I'd like to use functorh to realize following loss:

Question demonstrate

assume the

  • the dimension of output tensor is $O$ and we will use $y^\gamma$ mark each element.
  • the dimension of input tensor (primal) is $I$ and we use $x_\alpha$ mark each element.
  • we have a pytorch model $f$ with parameter marked as $W$ to map the input to output $f:\vec{x}(R^I) \rightarrow \vec{y}(R^O)$

there exists the Jacobian matrix $(O\times I)$ marked $J_\alpha^\gamma=\frac{\partial y^{\gamma}}{\partial x_\alpha}$

I am want to calculate two term

$$ L1=\sum_\gamma(\sum_\alpha J_\alpha^{\gamma}-1)^2 $$

$$ L2 =\sum_\gamma [\sum_\alpha (J_\alpha^{\gamma})^2-1]^2 $$

as well as there gradient of $W$, $\frac{\partial L1}{\partial W}$ and $\frac{\partial L2}{\partial W}$ for the gradient decent update.

This is easier to realize with the help of functorch , I post a toy example below

import os
os.environ["CUDA_VISIBLE_DEVICES"] = "7"
import torch
import torch.nn.functional as F
import functorch
from functorch import jacrev,jacfwd
from functorch import make_functional, vmap, grad
B=200
I=100
O=300
class MyModel(torch.nn.Module):
    def __init__(self, in_chan, out_chan):
        super().__init__()
        self.backbone = torch.nn.Linear(in_chan, out_chan,bias=False)
    def forward(self,x):
        return self.backbone(x)**2
model= MyModel(I, O).cuda()
x    = torch.randn(B, I).cuda()
cotangents = torch.ones(B,I).cuda()
func_model, params = make_functional(model)

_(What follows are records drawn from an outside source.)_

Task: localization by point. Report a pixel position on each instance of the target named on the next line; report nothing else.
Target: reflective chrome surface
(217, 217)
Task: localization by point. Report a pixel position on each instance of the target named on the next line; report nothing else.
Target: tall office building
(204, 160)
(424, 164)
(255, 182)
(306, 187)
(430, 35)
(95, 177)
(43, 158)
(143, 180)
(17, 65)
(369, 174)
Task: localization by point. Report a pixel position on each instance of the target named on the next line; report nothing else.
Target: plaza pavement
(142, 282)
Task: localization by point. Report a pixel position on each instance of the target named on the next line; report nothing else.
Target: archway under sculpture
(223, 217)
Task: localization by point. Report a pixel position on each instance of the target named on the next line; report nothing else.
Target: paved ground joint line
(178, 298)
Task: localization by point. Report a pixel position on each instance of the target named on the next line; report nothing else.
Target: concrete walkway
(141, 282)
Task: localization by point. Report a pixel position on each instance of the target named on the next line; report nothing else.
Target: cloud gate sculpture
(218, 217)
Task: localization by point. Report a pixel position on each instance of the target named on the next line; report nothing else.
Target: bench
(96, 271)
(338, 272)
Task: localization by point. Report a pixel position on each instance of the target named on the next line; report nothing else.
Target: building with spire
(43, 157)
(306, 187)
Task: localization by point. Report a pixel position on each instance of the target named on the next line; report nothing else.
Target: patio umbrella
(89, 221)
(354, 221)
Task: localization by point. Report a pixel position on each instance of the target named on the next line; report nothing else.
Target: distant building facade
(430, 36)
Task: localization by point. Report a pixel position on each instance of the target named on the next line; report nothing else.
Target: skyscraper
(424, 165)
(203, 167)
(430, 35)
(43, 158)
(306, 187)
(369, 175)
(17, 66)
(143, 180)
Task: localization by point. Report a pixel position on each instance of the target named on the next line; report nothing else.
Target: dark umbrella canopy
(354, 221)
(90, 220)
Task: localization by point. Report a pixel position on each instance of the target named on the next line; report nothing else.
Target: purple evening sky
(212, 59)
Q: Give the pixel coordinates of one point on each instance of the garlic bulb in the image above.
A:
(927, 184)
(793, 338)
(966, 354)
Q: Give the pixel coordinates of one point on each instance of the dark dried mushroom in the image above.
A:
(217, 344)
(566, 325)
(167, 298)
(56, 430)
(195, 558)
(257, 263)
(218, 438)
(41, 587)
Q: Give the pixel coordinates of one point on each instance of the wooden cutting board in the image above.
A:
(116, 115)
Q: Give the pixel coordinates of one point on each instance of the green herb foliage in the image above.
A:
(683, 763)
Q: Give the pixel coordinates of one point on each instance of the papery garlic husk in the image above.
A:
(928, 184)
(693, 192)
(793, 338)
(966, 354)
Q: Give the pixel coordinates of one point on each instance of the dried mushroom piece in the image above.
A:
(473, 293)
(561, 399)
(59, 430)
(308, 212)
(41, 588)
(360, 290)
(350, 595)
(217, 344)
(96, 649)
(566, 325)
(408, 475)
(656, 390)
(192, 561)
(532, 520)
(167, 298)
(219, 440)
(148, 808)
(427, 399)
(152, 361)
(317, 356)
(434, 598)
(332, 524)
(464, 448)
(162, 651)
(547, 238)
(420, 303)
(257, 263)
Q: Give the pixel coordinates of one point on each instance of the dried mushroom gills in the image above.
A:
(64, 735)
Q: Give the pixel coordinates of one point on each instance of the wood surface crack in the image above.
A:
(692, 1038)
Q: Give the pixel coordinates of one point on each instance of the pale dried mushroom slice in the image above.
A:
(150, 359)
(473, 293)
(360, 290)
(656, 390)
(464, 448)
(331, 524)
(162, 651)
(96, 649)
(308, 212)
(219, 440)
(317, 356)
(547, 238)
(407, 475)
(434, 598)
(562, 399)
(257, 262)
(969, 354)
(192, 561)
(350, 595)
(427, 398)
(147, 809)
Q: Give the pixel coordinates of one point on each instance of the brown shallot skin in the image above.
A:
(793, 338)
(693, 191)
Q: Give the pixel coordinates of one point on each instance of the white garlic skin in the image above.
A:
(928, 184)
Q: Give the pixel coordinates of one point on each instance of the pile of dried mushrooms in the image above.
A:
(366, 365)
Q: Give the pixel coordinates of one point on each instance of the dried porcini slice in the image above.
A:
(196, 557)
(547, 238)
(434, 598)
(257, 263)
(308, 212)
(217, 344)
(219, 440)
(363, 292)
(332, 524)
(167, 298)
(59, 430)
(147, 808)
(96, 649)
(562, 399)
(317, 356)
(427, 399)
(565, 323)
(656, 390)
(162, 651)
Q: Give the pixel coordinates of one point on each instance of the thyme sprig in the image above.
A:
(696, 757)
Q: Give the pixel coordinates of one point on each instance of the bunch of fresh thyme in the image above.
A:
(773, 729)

### ---> to calculate the dL1/dw term
def Normlization_Term_1(params,x):
        return ((functorch.jvp(lambda x:func_model(params,x), (x,), (cotangents,)
            )[1]-1)**2).mean()
Derivation_Term_1 = jacrev(Normlization_Term_1, argnums=0)(params, x)

### ---> to calculate the dL2/dw term
Normlization_Term_2= lambda params,x:(
    (vmap(jacrev(func_model, argnums=1), (None, 0))(params, x)**2).sum(-1)-1
    )**2
Derivation_Term_2 = jacrev(Normlization_Term_2, argnums=0)(params, x)

Problem

The idea is to calculate:

  • $\sum_\alpha J_\alpha^{\gamma}$ this term is easy to realize by the functorch.jvp and torch.autograd.functional.jvp by setting the cotangents as all-one tensor torch.ones(B,I). If we do the summation $\sum_\gamma$ in the wrapped function and pass it to calculate the Jacobian of model's parameter $W$, it run fast and cost small memory.
  • However, when calculate the next term $\sum_\alpha (J_\alpha^{\gamma})^2$ . There is no jvp function here and I have to create the full Jacobian of primal followed with a .sum() function to obtain result. In such a case, we will face OOM problem. My machine is A100-80G.

I suppose it is because we have to access the full Jacobian matrix $J_\alpha^{\gamma}$ in the second case which is too large to store during computation.

The OOM issue is also reported by #636 (comment) and (possibly) solved by the recent update with chunks option in #680 (comment)

My ideas are

  • Can we build a function in native that produce the F(Jacobian)-dot-vector output vector $f(J)\cdot \vec{n}\rightarrow \vec{v}$

    if the $f:x\rightarrow x$ , then it is the functorch.jvp $J\cdot \vec{n}\rightarrow \vec{v}$

    if the $f: x\rightarrow x^2$, the it is the second term in my example. But this time, since it doesn't to access the full Jacobian, it becomes more memory efficient.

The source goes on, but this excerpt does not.